Docker Compose for Home Labs

Deploy services cleanly, store persistent data correctly, and upgrade without losing everything — the prerequisite for most self-hosted apps.

Who This Is For

Beginner to intermediate. This is the prerequisite article for most self-hosted app guides on this site.

Think of it like a packing list for moving house. Instead of remembering every box and where it goes, you write the list once, and unpacking looks the same no matter which new place you’re moving into.

What You’ll Build

Understand images, volumes, and networks well enough to deploy any Compose-based service cleanly, with data that survives an upgrade.

Prerequisites

  • A Linux host (VM, LXC, or bare metal) with Docker Engine installed
  • Basic terminal familiarity

Architecture

A predictable directory layout keeps a growing homelab sane:

$ mkdir -p /opt/stacks/uptime-kuma
$ mkdir -p /opt/stacks/nextcloud
$ mkdir -p /opt/stacks/vaultwarden

Anatomy of a compose.yaml

Every service block generally needs: image, container_name, ports, environment, volumes, networks, and restart.

$ services:
$   uptime-kuma:
$     image: louislam/uptime-kuma:1
$     container_name: uptime-kuma
$     ports:
$       - "3001:3001"
$     volumes:
$       - ./data:/app/data
$     restart: unless-stopped

Named Volumes vs.

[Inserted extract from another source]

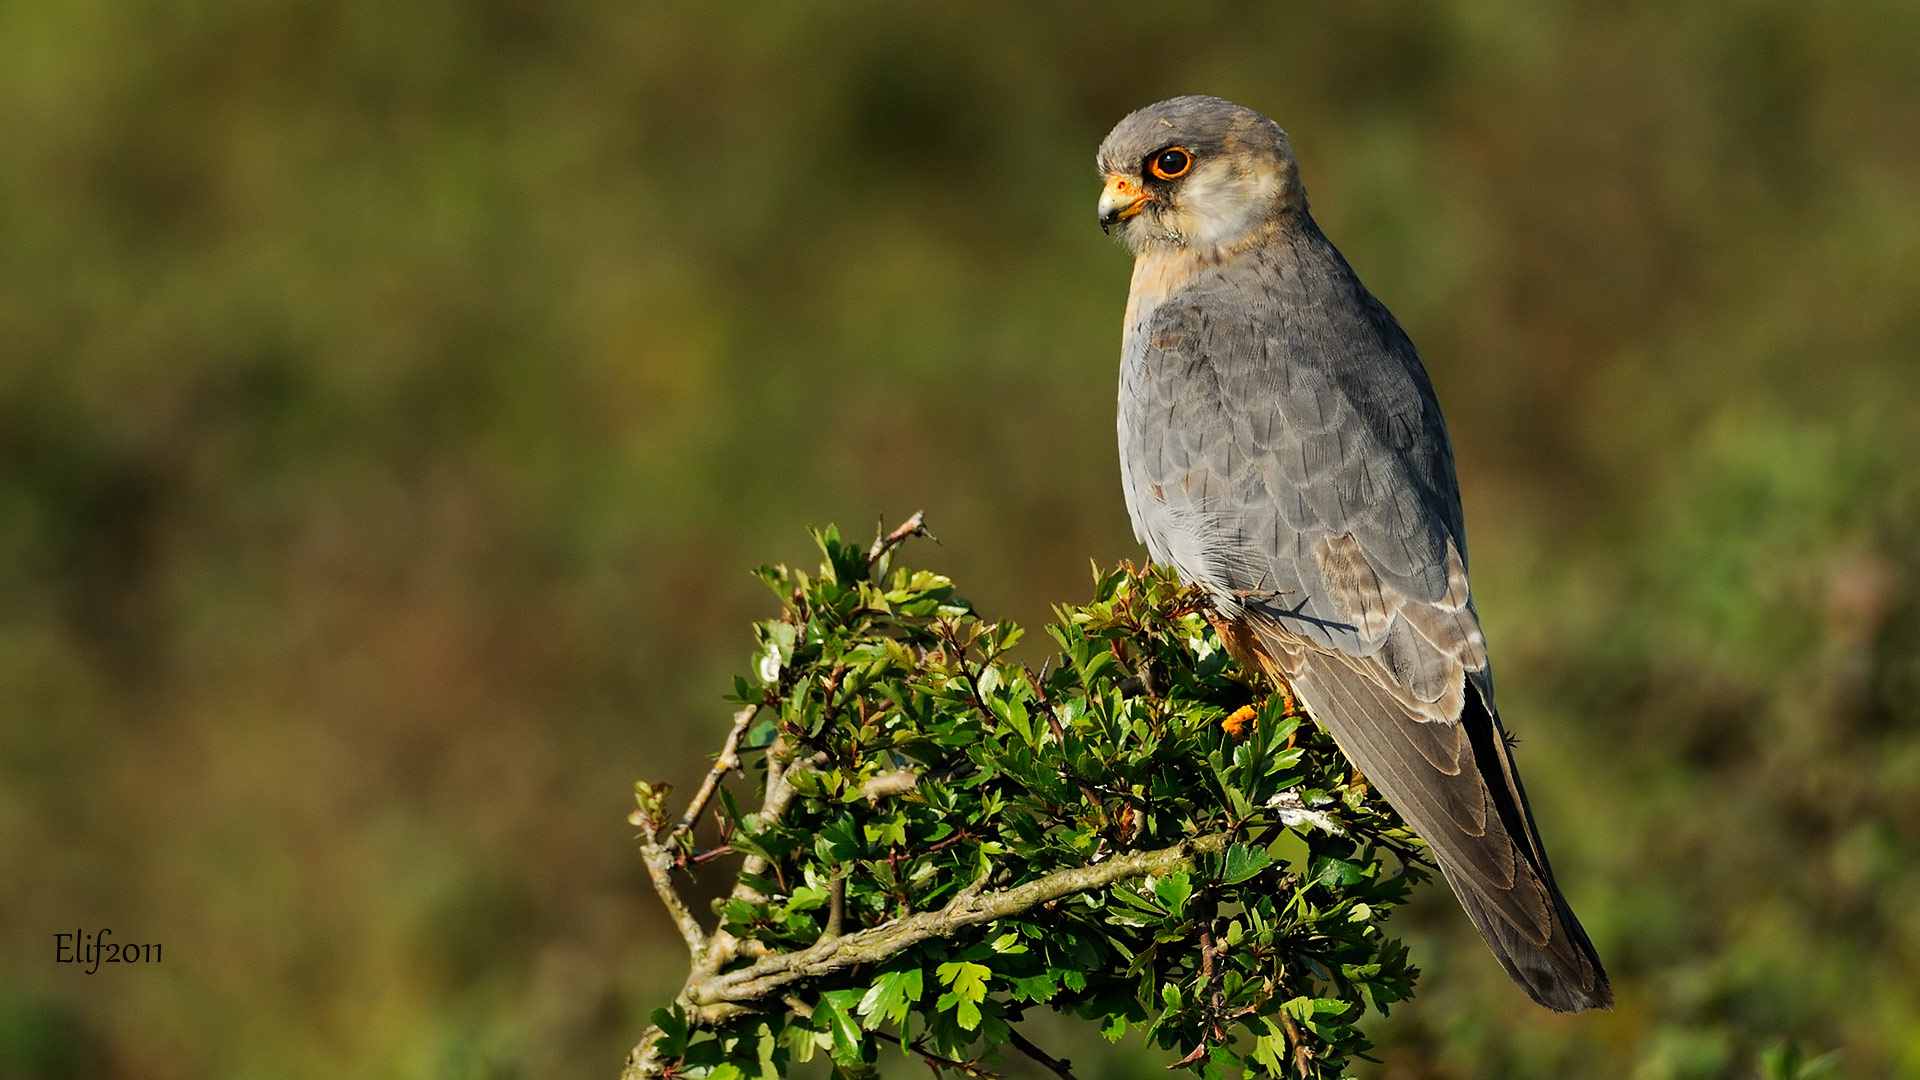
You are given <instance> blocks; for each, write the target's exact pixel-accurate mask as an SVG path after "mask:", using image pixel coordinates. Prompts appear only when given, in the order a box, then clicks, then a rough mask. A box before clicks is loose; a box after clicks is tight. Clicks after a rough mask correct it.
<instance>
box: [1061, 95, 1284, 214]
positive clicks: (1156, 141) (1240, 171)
mask: <svg viewBox="0 0 1920 1080" xmlns="http://www.w3.org/2000/svg"><path fill="white" fill-rule="evenodd" d="M1098 163H1100V179H1102V181H1104V183H1106V186H1104V188H1102V190H1100V229H1102V231H1108V233H1116V231H1117V234H1119V238H1121V240H1125V244H1127V246H1129V248H1133V250H1135V252H1142V250H1146V248H1150V246H1158V244H1175V246H1187V248H1196V250H1221V248H1233V246H1236V244H1238V242H1242V240H1246V238H1250V236H1254V234H1258V233H1260V231H1261V229H1263V227H1265V225H1269V223H1273V221H1279V219H1281V217H1283V215H1286V213H1294V211H1304V209H1306V206H1308V192H1306V188H1304V186H1302V184H1300V167H1298V165H1294V152H1292V148H1290V146H1288V144H1286V133H1284V131H1281V125H1277V123H1273V121H1271V119H1267V117H1263V115H1260V113H1256V111H1254V110H1250V108H1244V106H1236V104H1233V102H1223V100H1221V98H1206V96H1200V94H1194V96H1187V98H1167V100H1165V102H1156V104H1152V106H1146V108H1144V110H1140V111H1137V113H1131V115H1129V117H1127V119H1123V121H1119V123H1117V125H1116V127H1114V131H1112V135H1108V136H1106V142H1102V144H1100V158H1098Z"/></svg>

Bind Mounts

  • Named volume, Docker manages the storage location; simpler, portable between hosts
  • Bind mount, you choose the exact host path; easier to back up directly, easier to inspect

Environment Variables and Secrets

Keep secrets in a .env file next to the compose.yaml, restrict its permissions, and never paste its contents into a screenshot or public repo.

$ chmod 600 .env

Everyday Commands

$ docker compose up -d
$ docker compose logs -f
$ docker compose pull
$ docker compose down
$ docker compose ps

The Upgrade Workflow

  1. Read the release notes for breaking changes
  2. Back up the data directory
  3. Pull the new image
  4. Recreate the stack
  5. Test the service actually works before moving on

Security & Backup Notes

  • Application data must live in a volume or bind mount outside the container, anything written only inside the container is lost on recreate
  • Never commit a .env file with real secrets to a public repository
  • Avoid the latest tag for anything you rely on, pin a version so an upstream update doesn’t silently change behavior

Troubleshooting

  • Port already in use, another service or the host itself is already bound to that port; change the host-side port mapping
  • Permission denied on bind mounts, the container’s user ID often doesn’t match your host user; check the image’s documented PUID/PGID variables
  • Volume mounted to the wrong path, double-check the container-side path against the image’s documentation, not just the host-side path
  • Container starts but the app fails, check docker compose logs -f before assuming Docker itself is broken
  • latest tag changes behavior unexpectedly, pin to a specific version tag once a stack is stable

Lab Finish Line

A simple service (e.g. Uptime Kuma) deployed through Compose, with data in a bind mount you could back up right now.